Leave it to the folks at the far-right Christian Action League, the American Family Association’s North Carolina affiliate, to come up with an anti-gay twist to the story of Little Red Riding Hood.
In a column for BarbWire today, the group’s executive director, Mark Creech, rewrites the childhood fairy tale into a rather confusing attack on gay rights and the Supreme Court.
Once upon a time there was a dear little girl who loved her grandmother supremely. The grandmother had given to her a little cap of red velvet, which suited her so well she would never wear anything else. Thus, everyone called her Little Red Riding Hood.
For a little while longer the wolf spoke with Little Red Riding Hood, mostly telling her about the way wolves are wrongly perceived by people. “Wolves are nothing to be feared, they just want to be treated like everybody else,” he told her.
While on her way, Little Red Riding Hood pondered, “Yes, I think I can understand how the wolf must feel. Perhaps he is a victim, as he says, and his way is not decadent.”
“Oh grandmother,” she said, “What big ears, eyes, hands, and mouth you have.”
“Certainly you can appreciate diversity,” replied the wolf. And just when he thought the time was right, he sprang from the bed to eat Little Red Riding Hood.
A woodcutter nearby heard her screams and rushed to save her.
He overcame the wolf with his trusty axe. The townspeople hurried to the scene, cheered and supported the woodcutter, except for five foolish judges.
The five foolish judges declared the woodcutter prejudiced, bigoted, and intolerant. They said he had no right to defend either the grandmother or Little Red Riding Hood. They said the axe must be cast away.
Standing with the five foolish judges were also some clever foxes, relatives of the wolf, who argued the wolf’s proclivity for carnage was completely normal. In fact, to suppress the wolf’s appetites, something which was inherent to his nature, would be wrong, they said. Besides, it was claimed that grandmothers are like old traditions that need to give way to the new anyhow.

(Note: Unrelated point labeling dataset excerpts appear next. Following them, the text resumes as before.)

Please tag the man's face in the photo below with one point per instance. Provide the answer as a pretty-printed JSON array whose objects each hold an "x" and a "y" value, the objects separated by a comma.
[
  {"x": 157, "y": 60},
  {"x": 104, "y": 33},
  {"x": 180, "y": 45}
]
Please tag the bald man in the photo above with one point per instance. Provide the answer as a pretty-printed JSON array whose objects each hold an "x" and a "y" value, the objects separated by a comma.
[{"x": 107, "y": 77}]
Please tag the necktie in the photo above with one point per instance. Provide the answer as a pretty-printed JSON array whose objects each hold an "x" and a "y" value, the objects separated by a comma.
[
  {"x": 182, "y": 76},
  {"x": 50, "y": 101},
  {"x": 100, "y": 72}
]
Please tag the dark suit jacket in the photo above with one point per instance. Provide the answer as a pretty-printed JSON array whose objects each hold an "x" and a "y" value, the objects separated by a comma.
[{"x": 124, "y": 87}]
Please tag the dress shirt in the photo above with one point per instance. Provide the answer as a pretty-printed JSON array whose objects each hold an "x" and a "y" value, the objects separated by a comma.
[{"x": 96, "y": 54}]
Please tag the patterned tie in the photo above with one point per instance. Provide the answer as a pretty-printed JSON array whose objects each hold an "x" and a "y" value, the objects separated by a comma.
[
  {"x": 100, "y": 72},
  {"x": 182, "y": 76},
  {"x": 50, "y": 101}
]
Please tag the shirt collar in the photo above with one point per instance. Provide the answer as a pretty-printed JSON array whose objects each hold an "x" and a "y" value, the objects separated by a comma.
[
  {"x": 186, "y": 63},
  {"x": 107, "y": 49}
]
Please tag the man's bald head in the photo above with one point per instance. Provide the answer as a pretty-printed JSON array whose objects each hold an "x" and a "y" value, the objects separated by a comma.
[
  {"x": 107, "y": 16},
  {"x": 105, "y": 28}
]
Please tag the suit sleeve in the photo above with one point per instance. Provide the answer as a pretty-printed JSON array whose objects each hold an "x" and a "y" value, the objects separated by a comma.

And so, on the basis of these considerations, not only did the mindset of many of the townspeople start to change, but the wolf was lauded and praised. Many townspeople would fly the wolf flag from atop their village cottages and buildings. An advocacy group called WUVS, standing for “Wolves, Underfed, Voracious, and Famished,” fought to give wolves special protections in law. And no one dared challenge the true nature of the wolf for fear his house, his livelihood, and even his freedom might be taken away.
So the years passed, grandmother was dead and Little Red Riding Hood would live her life in confusion, always in danger of many wolves and never to enjoy the basket of goodies with her grandmother, whom she had known and loved for so long.
I would not do all the work for the reader here, but if it helps, in this fable of Little Red Riding Hood, the Grandmother is traditional marriage. The wolf is homosexual activism. Little Red Riding Hood is an unsuspecting public, and, in another way, children and their future. The basket of assorted goodies signifies the many blessings and joys of real marriage. The woodcutter is true religion’s opposition to so-called gay rights. His axe is state constitutional amendments to define marriage as one man and one woman. The five foolish judges are the U.S. Supreme Court justices who ruled to redefine marriage for the nation. The clever foxes are professionals who argue homosexuality is inherent, fixed, unalterable, and normal. The townspeople represent ever-changing public opinion.